THE Conservative Opposition used procedural tactics in the legislature on Monday to stall debate on a bill that would enable the Selinger government to increase the PST to eight per cent without a referendum of Manitobans.
Meanwhile, the president of the Winnipeg Chamber of Commerce issued a call to action to the leaders of 600 city businesses to mobilize against Bill 20.
In the legislature, the Tories again grilled the NDP government over the proposed July 1 tax hike -- as well as a 3.5 per cent Hydro rate increase that takes effect on Wednesday.
The Conservatives repeatedly challenged rulings by house Speaker Daryl Reid, causing the division bells to ring for an hour at a time while members were called to the chamber for recorded votes.
Opposition house leader Kelvin Goertzen (Steinbach) said during one of the delays his party wants to put the brakes on house business to give the public more time to mobilize against Bill 20.
"People need to have an opportunity to change the government's mind.

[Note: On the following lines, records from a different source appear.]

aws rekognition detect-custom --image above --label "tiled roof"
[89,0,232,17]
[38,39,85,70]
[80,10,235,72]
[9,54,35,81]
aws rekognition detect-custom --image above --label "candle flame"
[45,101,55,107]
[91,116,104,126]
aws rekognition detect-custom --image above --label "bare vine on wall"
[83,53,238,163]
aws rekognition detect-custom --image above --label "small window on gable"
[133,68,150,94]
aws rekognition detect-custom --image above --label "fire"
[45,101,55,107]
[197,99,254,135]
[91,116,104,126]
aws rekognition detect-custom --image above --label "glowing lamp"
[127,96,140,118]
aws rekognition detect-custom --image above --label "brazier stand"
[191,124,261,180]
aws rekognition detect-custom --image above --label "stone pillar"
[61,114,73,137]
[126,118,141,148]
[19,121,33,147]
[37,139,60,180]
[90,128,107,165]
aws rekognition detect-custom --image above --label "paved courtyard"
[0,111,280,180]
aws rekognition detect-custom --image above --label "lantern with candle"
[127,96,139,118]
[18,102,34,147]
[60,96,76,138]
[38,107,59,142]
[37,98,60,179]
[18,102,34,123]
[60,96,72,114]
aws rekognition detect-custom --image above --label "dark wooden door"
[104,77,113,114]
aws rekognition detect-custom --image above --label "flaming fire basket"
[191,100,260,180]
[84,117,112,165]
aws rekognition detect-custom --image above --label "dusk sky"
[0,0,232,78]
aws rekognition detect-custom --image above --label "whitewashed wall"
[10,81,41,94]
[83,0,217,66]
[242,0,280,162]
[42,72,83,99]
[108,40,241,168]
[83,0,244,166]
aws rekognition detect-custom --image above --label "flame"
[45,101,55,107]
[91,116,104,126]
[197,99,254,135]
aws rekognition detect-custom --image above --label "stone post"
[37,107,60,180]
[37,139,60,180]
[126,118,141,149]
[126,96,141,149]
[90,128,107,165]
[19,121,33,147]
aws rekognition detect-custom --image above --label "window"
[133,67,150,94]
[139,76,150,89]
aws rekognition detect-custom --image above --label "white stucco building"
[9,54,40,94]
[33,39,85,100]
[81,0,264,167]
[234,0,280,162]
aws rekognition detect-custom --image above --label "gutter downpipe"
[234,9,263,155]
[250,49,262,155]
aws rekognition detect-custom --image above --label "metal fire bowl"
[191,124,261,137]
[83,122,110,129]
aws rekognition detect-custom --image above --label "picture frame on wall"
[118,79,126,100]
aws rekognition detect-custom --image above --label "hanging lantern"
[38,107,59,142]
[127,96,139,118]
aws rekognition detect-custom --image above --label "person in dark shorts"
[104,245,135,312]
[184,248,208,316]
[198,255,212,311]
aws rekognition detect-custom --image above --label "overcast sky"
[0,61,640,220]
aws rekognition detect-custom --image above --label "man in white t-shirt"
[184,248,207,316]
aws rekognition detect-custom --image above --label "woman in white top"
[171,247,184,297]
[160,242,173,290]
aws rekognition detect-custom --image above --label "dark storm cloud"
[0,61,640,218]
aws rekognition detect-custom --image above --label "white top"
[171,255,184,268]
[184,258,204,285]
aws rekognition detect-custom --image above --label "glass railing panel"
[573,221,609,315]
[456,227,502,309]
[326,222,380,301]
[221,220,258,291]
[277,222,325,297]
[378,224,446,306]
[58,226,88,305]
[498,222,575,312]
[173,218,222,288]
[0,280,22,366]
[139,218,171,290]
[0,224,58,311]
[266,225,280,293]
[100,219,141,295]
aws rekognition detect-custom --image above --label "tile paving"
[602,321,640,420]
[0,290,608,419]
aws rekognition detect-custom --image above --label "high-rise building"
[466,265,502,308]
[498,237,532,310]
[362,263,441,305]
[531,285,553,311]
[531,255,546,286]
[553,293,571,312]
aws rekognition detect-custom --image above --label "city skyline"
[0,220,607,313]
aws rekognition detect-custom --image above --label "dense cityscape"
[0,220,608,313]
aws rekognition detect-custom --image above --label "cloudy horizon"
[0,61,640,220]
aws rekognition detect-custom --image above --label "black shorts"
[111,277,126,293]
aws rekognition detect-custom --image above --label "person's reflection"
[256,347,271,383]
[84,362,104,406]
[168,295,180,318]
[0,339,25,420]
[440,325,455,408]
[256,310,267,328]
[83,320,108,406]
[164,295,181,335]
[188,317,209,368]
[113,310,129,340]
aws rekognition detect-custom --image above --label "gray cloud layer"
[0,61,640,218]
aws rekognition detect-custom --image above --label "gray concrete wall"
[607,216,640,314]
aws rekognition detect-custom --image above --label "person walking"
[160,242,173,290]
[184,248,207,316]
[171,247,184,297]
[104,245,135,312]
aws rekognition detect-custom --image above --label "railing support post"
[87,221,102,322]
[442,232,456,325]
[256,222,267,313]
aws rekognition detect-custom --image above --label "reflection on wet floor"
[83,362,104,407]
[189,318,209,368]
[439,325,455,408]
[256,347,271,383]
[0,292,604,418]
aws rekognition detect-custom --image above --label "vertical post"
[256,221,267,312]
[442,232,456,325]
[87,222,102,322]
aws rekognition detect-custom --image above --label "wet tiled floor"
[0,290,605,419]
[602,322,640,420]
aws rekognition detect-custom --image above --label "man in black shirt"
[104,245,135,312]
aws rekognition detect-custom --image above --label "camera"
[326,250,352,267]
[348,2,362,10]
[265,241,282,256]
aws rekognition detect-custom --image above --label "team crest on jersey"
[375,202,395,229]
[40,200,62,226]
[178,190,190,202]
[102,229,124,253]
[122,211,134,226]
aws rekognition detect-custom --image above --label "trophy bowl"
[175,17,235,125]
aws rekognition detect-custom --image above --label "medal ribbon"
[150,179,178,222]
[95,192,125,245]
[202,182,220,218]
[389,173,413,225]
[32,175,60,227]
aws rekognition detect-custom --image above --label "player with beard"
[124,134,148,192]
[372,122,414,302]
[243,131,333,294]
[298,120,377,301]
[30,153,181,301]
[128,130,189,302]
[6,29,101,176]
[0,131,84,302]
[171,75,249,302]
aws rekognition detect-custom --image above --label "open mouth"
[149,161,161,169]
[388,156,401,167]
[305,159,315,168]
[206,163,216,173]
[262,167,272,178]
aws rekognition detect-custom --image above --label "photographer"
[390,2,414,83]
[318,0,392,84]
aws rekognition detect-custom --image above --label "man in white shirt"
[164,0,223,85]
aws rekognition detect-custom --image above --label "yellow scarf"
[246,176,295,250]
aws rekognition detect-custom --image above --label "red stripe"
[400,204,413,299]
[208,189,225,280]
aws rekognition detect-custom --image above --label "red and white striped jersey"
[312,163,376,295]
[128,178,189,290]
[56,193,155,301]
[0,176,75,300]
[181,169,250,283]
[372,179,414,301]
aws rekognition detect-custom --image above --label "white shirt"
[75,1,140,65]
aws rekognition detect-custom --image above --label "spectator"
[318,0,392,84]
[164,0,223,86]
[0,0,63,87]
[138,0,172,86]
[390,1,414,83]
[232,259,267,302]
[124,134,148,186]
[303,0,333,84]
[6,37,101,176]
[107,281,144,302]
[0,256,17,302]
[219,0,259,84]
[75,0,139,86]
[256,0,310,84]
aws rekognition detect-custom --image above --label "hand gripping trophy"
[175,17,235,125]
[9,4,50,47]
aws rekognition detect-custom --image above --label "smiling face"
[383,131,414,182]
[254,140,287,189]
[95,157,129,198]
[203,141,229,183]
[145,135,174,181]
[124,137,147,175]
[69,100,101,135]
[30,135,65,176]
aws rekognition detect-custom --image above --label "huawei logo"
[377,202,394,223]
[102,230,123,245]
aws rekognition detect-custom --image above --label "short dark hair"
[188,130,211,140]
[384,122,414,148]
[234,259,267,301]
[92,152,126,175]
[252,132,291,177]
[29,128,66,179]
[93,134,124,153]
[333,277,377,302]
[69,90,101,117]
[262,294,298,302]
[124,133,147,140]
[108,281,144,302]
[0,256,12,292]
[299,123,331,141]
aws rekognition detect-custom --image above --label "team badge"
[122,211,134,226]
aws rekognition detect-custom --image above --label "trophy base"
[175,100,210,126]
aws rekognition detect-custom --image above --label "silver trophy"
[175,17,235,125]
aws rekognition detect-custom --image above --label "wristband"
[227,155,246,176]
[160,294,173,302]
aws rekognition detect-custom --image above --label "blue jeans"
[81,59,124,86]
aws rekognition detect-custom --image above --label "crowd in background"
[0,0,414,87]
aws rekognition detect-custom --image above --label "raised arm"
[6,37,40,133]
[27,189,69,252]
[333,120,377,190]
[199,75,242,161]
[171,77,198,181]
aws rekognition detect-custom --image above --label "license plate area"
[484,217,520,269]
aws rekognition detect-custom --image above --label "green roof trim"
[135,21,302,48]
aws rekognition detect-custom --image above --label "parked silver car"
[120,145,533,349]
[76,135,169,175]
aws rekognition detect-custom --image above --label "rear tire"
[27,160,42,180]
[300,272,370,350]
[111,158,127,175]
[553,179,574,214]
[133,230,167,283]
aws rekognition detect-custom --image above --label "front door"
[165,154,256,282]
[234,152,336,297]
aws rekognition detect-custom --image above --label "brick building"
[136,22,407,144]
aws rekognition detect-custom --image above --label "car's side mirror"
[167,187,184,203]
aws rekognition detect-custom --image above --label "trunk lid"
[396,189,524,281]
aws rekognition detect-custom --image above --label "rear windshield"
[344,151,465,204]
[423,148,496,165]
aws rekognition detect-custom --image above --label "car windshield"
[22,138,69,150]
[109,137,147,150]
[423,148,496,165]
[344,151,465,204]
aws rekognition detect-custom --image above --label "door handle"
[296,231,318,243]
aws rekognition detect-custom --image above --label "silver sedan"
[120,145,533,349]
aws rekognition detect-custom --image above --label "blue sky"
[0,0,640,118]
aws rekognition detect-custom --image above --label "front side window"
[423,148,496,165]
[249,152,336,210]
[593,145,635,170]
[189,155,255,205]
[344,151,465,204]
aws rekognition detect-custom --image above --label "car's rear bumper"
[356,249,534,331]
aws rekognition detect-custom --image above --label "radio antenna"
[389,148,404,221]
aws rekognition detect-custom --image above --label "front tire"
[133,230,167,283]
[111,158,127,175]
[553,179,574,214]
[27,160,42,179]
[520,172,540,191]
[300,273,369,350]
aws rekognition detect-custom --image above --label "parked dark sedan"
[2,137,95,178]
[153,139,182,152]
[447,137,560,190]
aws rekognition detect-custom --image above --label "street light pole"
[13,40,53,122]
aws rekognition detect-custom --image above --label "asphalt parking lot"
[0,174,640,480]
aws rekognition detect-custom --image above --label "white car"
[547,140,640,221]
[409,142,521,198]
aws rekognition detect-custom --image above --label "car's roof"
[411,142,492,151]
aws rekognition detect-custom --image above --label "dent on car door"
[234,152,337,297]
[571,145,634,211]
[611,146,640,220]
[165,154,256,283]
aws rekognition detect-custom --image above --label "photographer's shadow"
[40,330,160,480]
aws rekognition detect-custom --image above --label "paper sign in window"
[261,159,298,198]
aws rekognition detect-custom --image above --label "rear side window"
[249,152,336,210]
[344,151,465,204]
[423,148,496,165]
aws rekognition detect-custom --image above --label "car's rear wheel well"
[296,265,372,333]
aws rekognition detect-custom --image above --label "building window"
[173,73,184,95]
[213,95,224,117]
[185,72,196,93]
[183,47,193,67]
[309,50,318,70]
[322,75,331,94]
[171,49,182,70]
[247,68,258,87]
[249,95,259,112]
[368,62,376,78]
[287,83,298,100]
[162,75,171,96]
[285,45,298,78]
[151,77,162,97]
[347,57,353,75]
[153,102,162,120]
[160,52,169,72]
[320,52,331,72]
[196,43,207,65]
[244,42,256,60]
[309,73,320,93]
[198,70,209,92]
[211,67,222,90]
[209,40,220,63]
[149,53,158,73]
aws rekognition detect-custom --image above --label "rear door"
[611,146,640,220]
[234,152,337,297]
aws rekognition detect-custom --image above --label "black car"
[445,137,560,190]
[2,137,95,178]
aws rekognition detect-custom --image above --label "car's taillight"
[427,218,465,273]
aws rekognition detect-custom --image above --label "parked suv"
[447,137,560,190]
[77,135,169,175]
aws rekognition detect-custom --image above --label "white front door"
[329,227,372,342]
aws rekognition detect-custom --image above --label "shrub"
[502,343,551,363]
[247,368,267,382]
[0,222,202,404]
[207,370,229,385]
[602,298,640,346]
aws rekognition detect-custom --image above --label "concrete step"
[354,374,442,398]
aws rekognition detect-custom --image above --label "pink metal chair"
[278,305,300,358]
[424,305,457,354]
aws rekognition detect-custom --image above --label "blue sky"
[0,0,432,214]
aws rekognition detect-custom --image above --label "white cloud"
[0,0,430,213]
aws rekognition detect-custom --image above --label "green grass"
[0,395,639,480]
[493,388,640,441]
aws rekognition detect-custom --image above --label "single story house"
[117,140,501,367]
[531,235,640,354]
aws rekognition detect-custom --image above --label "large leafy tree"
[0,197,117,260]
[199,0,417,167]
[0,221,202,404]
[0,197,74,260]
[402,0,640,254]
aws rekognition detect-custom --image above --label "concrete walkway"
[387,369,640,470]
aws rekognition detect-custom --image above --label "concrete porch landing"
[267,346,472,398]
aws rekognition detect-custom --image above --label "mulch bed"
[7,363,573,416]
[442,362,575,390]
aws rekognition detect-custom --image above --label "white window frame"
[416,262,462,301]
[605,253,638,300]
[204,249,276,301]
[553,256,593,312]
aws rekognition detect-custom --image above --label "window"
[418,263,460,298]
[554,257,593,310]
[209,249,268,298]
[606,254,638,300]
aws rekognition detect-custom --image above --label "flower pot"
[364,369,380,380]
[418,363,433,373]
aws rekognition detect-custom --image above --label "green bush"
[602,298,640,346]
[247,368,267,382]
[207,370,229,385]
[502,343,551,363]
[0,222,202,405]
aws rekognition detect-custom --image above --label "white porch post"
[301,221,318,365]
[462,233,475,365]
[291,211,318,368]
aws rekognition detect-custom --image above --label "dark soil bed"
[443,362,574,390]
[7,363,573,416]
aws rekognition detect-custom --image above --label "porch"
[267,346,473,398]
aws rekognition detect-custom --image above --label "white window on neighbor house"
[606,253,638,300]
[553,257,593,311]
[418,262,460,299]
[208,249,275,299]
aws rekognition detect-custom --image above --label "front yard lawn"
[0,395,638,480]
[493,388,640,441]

We want to make sure they have every opportunity to do that," Goertzen said.
As of Monday afternoon, 143 Manitobans had already registered with the clerk of the legislature to speak on the controversial bill at the committee stage.
Earlier in the day, Winnipeg Chamber of Commerce president Dave Angus called on his organization's member companies to voice their displeasure with Bill 20 and register with the legislature clerk to speak against it. Angus also provided members with the clerk's office phone number, 204-945-3636.
In an email, Angus also urged business leaders to send letters of protest to Premier Greg Selinger.
"We would urge Manitobans to contact their local MLA and demand that the current balanced-budget law be upheld, which would ensure that no tax increase occurs without a public referendum," Angus wrote. (Bill 20 would strike down the need for that referendum.)
Angus outlined several reasons for the chamber's opposition to the proposed bill. He said the government failed to consult key stakeholders before introducing the tax hike and hasn't outlined a clear plan for how it would spend the $277 million a year it would raise. Increasing the PST to eight per cent would make Manitoba uncompetitive with jurisdictions such as Saskatchewan, which has a five per cent sales tax, Angus said. And he said the province has yet to show how the measure would solve the mounting infrastructure deficit municipalities face.
A rally against the Manitoba government's plan to raise the provincial sales tax is scheduled for Thursday at 6 p.m. at the legislative building. The rally is sponsored by the Canadian Federation of Independent Business, the Canadian Taxpayers Federation and the Canadian Restaurant and Foodservices Association.